*En el ámbito laboral la igualdad es una promesa incumplida, poque hay brechas salariales, techos de cristal y suelos pegajosos, que atan a las mujeres en su desarrollo.
*No basta con reconocer la desigualdad de género, incluso ahora el espacio en redes se ha convertido en un nuevo territorio de agresión hacia las mujeres, expuso la legisladora.
“El 8 de marzo no es una fecha decorativa en el calendario, es un espejo que cuando nos miremos en él, nos vamos a preguntar que hemos hecho al respecto, este próximo domingo se conmemora el Día Internacional de la Mujer, y para el caso, existe una realidad que va más allá de la ocasión, donde se nos exige pasar del diagnóstico a la decisión”, así lo expuso la diputada Grecia Aguilar en tribuna del Congreso local.
Esta realidad dijo, nos exige pasar del discurso a la estructura y de la intención a la transformación, porque vivimos tiempos complejos, una crisis económica que precariza el empleo, transformaciones tecnológicas que abren oportunidades, pero también nuevas formas de violencia, tensiones democráticas que ponen en riesgo derechos conquistados, y donde el viejo régimen enfrenta resistencias con nuevos rostros, debemos decirlo con claridad, no basta con reconocer la desigualdad., hay que desmontarla, porque mientras aquí pronunciamos discursos bonitos, afuera las mujeres siguen siendo violentadas, física, psicológica, sexual, económica y digital.
“En este caso, debemos hacer un alto, no es que falten leyes, lo que sobran son omisiones, no es que no haya instituciones, lo que pasa es que esos espacios no son confiables, y tampoco es que no se sepa del problema, lo que pasa es que no hemos querido enfrentarlo como se debe, incluso, castigar esta violencia es indispensable, pero prevenirla es impostergable, porque la prevención no es un slogan, es presupuesto suficiente, personal capacitado, mecanismos de denuncia accesible y libre de revictimización”.
Dio a conocer que cuando una mujer no denuncia, no es porque no sufre, es porque no confía en la autoridad, y recuperar esa confianza es tarea del Estado, y si el espacio publico es un especio de disputa, pues el espacio digital se ha convertido en un nuevo territorio de agresión, el acoso en redes, la difusión de imágenes sin consentimiento y las amenazas ,son heridas que dejan marcas profundas, por ende, la tecnología no puede ser excusa para la impunidad.

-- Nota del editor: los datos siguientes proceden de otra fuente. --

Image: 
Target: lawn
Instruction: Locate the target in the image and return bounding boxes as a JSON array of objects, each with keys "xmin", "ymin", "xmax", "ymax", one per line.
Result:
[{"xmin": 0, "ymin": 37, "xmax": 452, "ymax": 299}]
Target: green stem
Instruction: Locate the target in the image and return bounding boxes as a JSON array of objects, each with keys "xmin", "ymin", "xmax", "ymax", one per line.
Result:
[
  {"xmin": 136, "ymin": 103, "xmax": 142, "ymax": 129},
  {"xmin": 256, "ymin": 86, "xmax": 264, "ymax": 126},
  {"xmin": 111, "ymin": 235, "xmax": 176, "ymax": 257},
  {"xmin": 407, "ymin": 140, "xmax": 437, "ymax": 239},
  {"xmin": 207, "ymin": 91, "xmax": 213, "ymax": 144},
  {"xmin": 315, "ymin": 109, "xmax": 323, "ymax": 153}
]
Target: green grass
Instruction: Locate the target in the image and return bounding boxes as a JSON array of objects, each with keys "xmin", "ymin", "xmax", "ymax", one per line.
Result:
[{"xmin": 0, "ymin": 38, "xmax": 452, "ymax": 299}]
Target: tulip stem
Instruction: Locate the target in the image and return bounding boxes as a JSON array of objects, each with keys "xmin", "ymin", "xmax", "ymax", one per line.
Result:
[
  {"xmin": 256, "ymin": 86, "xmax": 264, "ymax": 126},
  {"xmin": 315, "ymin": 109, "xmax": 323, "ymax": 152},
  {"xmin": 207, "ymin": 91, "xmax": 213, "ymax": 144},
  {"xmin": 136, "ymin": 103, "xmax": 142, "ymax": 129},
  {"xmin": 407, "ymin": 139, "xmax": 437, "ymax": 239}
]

Finalmente la diputada expuso que en el ámbito laboral, la igualdad sigue siendo una promesa incumplida, poque hay brechas salariales, techos de cristal y suelos pegajosos, que atan a las mujeres a la precariedad, hablamos de competitividad, pero no vemos el trabajo de cuidados, y mientras el cuidado tenga rostro de mujer y el poder tenga rostro de hombre, la igualdad solo será un espejismo.